Einer der Betroffenen, denen Ebays Praxis gründlich gegen den Strich geht, ist der Cuxhavener Powerseller Lars Warncke. "Ebay ist zu groß und zu kommerziell geworden, es gibt definitiv keinen Kundensupport mehr", lautet sein Fazit nach vielen Jahren, in denen er auf der Auktionsplattform Lichtmaschinen, Nockenwellen und blitzende Chromteile für amerikanische Straßenkreuzer verkauft hat.

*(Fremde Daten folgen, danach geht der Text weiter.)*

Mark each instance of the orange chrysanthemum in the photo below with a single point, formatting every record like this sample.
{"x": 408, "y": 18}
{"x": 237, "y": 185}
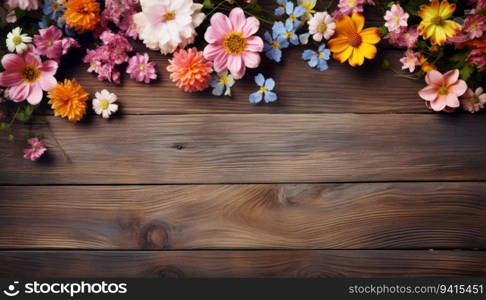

Was ihn besonders ärgert: "Käufer drohen mir mit einer schlechten Bewertung und wollen Preisnachlass oder frachtfreie Lieferung." Warncke fragt empört: "Wer schützt die Verkäufer?"

Ganz wehrlos wollten sich einige Ebay-Händler nicht ergeben und schickten Kunden, die sich mit einer schlechten Bewertung unbeliebt gemacht hatten, Anwälte auf den Hals. Nachdem selbst Ebay zugegeben hatte, dass das Bewertungssystem problematisch ist, wurde die Revision jetzt erneut revidiert.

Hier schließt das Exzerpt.